ハーメルン
阿礼狂いに生まれた少年のお話
天狗の事情と阿弥の悩み

 信綱が自分に群がってくる天狗を相手に大暴れをしている頃、天魔と文は共存派の指揮を取りながら話し合っていた。

「申し訳ありません、あの二人を見失ってしまい……」
「過ぎたことを言っても始まらん。それにあの男は生き残るだけなら容易にこなすだろうさ。今さら並の天狗が束になっても傷一つ付けられん」
「それは過大評価なんじゃ……」
「ん、そうか。お前は気づいてなかったか」

 文の前で見せた信綱の武芸は天狗を無力化したことだけ。
 あの手並みには凄まじいものがあるが、それだけだ。霊力の扱いも素人っぽい彼がそこまでやるとは思えなかった。
 しかしそれを天魔は否定する。

「あの時、奴は一瞬だけオレに殺意を向けた。まあ向こうからすりゃ信用できないのはオレも支配派も大差ないだろうし、天狗が入ってきた瞬間にどっちを狙うかなんてわからんしな」

 本当に一瞬だったため、天魔も最初は襲撃してきた天狗の殺気だと勘違いしてしまったほどだ。
 だが、天魔でさえ体内の妖力を溜めて咄嗟の守りを考えるほどの殺意を放つ存在など、天狗の中にはほとんどいない。長い付き合いだけあって、そんな殺意が出せる相手は全て顔も名前も覚えている。
 つまり、あの殺意が出せる存在に当てはまるのは信綱しかいないわけで。
 その時に確信したのだ。この男こそ歴史が選んだ人間の英雄なのだ、と。それまでは概ね信じていたが、どこか迷うところがあった。

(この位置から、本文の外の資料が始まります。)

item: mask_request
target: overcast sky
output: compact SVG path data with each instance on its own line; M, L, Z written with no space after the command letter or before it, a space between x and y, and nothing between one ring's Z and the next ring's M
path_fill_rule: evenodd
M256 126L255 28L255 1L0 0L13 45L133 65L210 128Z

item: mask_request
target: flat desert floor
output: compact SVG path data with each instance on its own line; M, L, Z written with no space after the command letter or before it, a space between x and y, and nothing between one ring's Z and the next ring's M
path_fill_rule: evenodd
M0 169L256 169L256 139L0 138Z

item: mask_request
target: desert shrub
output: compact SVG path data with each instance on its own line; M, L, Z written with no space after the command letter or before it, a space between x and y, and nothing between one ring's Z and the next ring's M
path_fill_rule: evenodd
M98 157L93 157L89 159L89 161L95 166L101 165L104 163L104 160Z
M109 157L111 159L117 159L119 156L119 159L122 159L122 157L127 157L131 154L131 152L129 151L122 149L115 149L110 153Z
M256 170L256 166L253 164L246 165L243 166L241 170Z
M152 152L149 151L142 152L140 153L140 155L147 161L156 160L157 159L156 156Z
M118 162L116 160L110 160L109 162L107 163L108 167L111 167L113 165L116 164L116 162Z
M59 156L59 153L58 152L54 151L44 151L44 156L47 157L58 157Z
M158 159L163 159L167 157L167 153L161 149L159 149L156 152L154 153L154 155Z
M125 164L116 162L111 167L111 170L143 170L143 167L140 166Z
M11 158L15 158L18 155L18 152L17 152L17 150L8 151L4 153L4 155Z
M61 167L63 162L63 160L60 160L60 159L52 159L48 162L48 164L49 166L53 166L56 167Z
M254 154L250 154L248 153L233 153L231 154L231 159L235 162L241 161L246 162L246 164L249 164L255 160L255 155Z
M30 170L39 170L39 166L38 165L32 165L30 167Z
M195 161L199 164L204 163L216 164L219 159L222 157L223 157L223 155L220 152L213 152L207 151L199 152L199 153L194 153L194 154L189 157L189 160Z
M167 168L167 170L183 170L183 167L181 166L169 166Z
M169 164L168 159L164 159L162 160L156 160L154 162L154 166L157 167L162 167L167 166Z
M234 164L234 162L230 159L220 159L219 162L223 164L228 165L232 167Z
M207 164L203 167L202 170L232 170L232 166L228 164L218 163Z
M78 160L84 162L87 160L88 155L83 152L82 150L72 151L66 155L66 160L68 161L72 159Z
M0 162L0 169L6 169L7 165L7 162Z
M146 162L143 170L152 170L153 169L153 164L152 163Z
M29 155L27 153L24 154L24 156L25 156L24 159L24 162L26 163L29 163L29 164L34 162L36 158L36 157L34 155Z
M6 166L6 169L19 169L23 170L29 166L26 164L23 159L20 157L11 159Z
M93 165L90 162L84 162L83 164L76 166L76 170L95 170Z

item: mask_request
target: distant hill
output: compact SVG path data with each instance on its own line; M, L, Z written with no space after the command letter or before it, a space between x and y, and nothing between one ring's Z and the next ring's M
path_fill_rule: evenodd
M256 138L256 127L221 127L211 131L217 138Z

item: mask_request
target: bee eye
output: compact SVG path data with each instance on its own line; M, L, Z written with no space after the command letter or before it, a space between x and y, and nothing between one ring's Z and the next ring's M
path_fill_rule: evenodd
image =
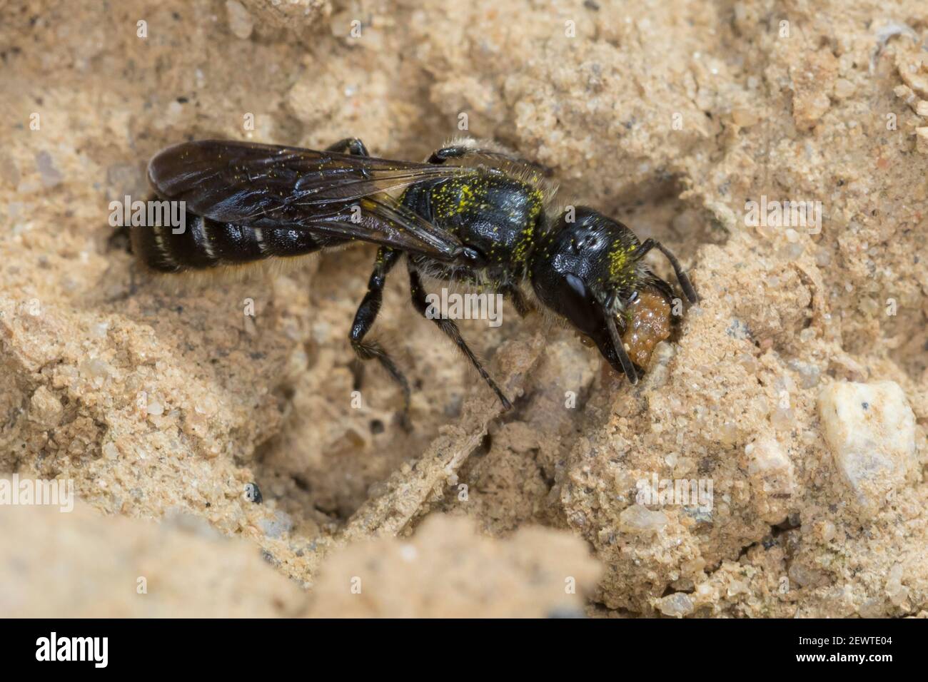
M487 262L486 256L479 249L474 249L472 246L465 246L462 254L474 265L483 265Z

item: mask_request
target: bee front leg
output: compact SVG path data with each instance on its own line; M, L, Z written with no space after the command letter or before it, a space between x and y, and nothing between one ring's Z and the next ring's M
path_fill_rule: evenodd
M402 251L394 249L380 247L377 250L374 271L370 274L370 280L367 282L367 293L365 294L364 300L354 314L354 322L351 326L351 331L348 332L348 340L358 358L361 360L376 359L380 367L387 370L387 374L400 385L403 390L403 419L404 423L408 423L409 382L380 343L376 341L366 341L364 340L364 337L370 331L370 328L374 326L377 314L380 312L387 274L396 264L400 255L402 255Z
M520 317L524 317L531 312L532 306L529 305L519 287L514 284L506 284L500 287L499 292L509 300L509 302L512 303L512 307L516 309L516 313L519 314Z
M429 312L429 301L426 298L425 290L422 288L422 282L419 279L419 273L413 268L412 264L409 265L409 294L412 298L412 304L416 306L416 310L425 317L426 319L431 319L436 325L438 328L441 329L445 335L447 335L451 341L458 344L458 348L460 349L467 359L470 361L470 364L474 366L480 376L483 378L483 380L489 384L490 388L496 392L496 397L499 398L499 402L503 404L503 409L509 410L512 408L512 403L509 402L503 392L500 391L496 382L493 380L493 378L483 369L483 366L480 364L480 360L477 356L473 354L473 351L468 347L467 342L461 336L460 330L458 328L452 320L445 319L444 317L436 316Z

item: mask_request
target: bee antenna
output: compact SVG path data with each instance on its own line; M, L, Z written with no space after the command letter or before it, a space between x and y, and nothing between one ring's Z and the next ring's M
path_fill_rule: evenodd
M637 384L638 372L635 371L635 366L632 364L631 358L628 357L628 354L625 353L625 344L622 342L622 337L619 336L619 330L615 327L615 320L609 311L606 311L606 327L609 328L609 336L612 340L615 354L619 356L619 362L622 363L622 369L632 385Z

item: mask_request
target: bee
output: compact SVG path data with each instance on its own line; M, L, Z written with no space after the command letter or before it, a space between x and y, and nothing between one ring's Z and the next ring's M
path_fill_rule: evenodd
M457 344L505 409L511 403L458 325L428 315L423 278L502 294L521 316L534 300L573 325L632 384L644 368L629 357L623 334L639 297L651 302L651 312L654 301L666 307L675 300L645 254L664 253L687 299L698 301L660 242L639 241L591 208L552 213L554 190L541 167L493 143L456 140L412 162L371 157L357 138L323 151L200 140L158 153L148 180L161 199L185 201L187 211L179 234L168 226L131 231L134 252L156 271L289 258L354 241L379 245L348 338L361 360L378 361L399 383L406 408L408 381L386 349L367 338L387 277L404 255L413 305Z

「オレが守りを考えたのは久しぶりだ。あんな殺意が出せて実戦で弱いなんて見たことねえ。まあ、死んだら死んだで使い道もあるが……」

 生きててもらった方が高い利用価値がある。死人の価値は存外に早く劣化するのだ。
 それに天魔も天狗の端くれ。強い人間には興味があるし、叶うならその武技を味わってみたいとも思う。
 天狗の長が何をと言うかもしれないが、ある種妖怪の性なのだこれは。
 その点で言うと、そういった性を持たない妖怪こそ今後の幻想郷に必要とされるのかもしれない。
 あの人間に対しても普通に付き合い、普通に仲良くなっていける、そんな存在が。

「……文、自分の失態だと思っているなら武者働きで返せ。お前さんは昔っから捉えどころがないように振る舞おうとして失敗するんだ。いい加減学べ」
「う、うるさいですよ! 良いじゃないですか格好良いんですから!!」
「失敗してりゃ世話ないっての。良いから行って来い。んで、あの二人を探すのも並行しろ」
「わかりました。見つけたらどうしましょう?」

 向こうが気づいている情報次第になる。文から信綱たちだけを狙った天狗がいたことは聞いているので、支配派の大天狗が信綱に私怨を向けているのはすぐにわかった。
 問題はそれを信綱が理解しているかだ。御阿礼の子が眠っている時に話した印象から見れば、決して頭が悪いとは思えないが、自分たちを狙う天狗の存在だけでそこまで読み取れるとは思わない。純粋に持っている情報量が違う。

「……向こうの意向に従え。逃げるんなら助力、戦うにしても助力。向こうもオレたちに対する信用はないだろうし、行動で示してこい」
「はいはい! では、最速の天狗の足をお見せしちゃいますよー!!」

 そう言ってあっという間に天魔の視界から消えていく。その速度だけは相変わらず目を見張るものがある。
 あの白くて綺麗な足に負けない要領の良さがあればとしみじみ思う天魔。根っこの部分が常識的と言うか、真面目だから妙なところで失敗したり、変に気に病むのだ。